A startling example of radical thinking is the use of the ocean for natural cooling, another Microsoft initiative called Project Natick, in which Microsoft submerged a small cylindrical data centre of the coast of Scotland.
Many within the industry also an innovative future see the future in the use of smaller, modular data centres which can be deployed locally to provide hyper-local storage and processing capacity.
By stressing forward looking innovations in such sensitive areas as sustainability and climate change, datacentres can offset controversy with fact.
Rejuvenation
With demand for bandwidth threatening to outstrip the availability of cloud computing, decisions increasingly revolve around how to ensure 100% SLAs while future proofing facilities. Do the benefits of a new build outweigh the risks of demolition? There is a strong commercial argument that short term rejuvenation makes more sense when considering the impact of changing investor, consumer and customer attitudes.
Retrofitting
Retrofitting comes with a host of complexities, of which safeguarding security is the most important. Security breaches are both physical and electronic and both grow in stature in developing countries, where dangers are exacerbated by the potential for unrest.
Plainly, future proofing an obsolescent datacentre can be achieved without risking security, latency, business continuity or SLAs.
The most important considerations in future proofing obsolescent data centres are the over provision of cooling and power to allow for future capacity, whether to employ worked sensors or nodes and the efficiency of energy use. Customer concerns also raise questions about land use, about co location and sustainability.
The first secret to reinvestment is budgetary control.

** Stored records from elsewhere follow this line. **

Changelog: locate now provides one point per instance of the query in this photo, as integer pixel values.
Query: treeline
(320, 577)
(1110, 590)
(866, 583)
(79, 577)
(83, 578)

Extracting the most value from a facility is driven by a forensic focus on the centre’s core mechanics; its installation, upgrading, mechanical structures, switch gear, high and low voltage, air conditioning and heating. Regenerating old stock includes replacing servers every three years, alongside hardware, chillers, hot aisle containment systems and transformers, computer room, Air conditioning units (CRAC) and Hot Aisle Containment Systems (HACS)
But while the average cost of a new build is upwards of €5.5m per MW, an upgrade or refurbishment can be significantly better value for money with a full plant replacement costing in the order of €2 – 3M per MW and can be achieved in a shorter period since there is no need for additional utility connections.
It can also help to reduce the need for planning permission. Apple’s decision to cancel a plan to build an €850 million data centre in Athenry, Co Galway highlighted the need for the company to make a far better case than its community demanded. Factoring local opinion in advance of a decision is increasingly paramount in reinvestment decisions.
New build
With a frustrating lifespan of only 10 to 15 years for the mechanics of datacentre, new datacentres have seen a surge in innovation in the number of smaller, purpose-built sites, on land, and floating centres. While these may be suboptimal in terms of scale, they can spread risk until future requirements become clear.
Every Cloud has a silver lining
Data centres that prepare for scrutiny will find they have a positive story to tell.
Far from being the internet’s back office, they are well prepared to withstand the light of day because they are probably the most innovative, dynamic tech sector of all. Without them the App Store could not become the new high street, fintechs could not disrupt banks. We would have no digitisation, no analytics, no personalisation, no 5G, IOT or even the LinkedIn - on which you are reading this.
Data centre managers, investors and owners must prepare to address not just infrastructural challenges but societal ones too. That’s how they can enjoy their day in the sun and ensure due recognition for the crucial part they play in delivering prosperity to our information revolution.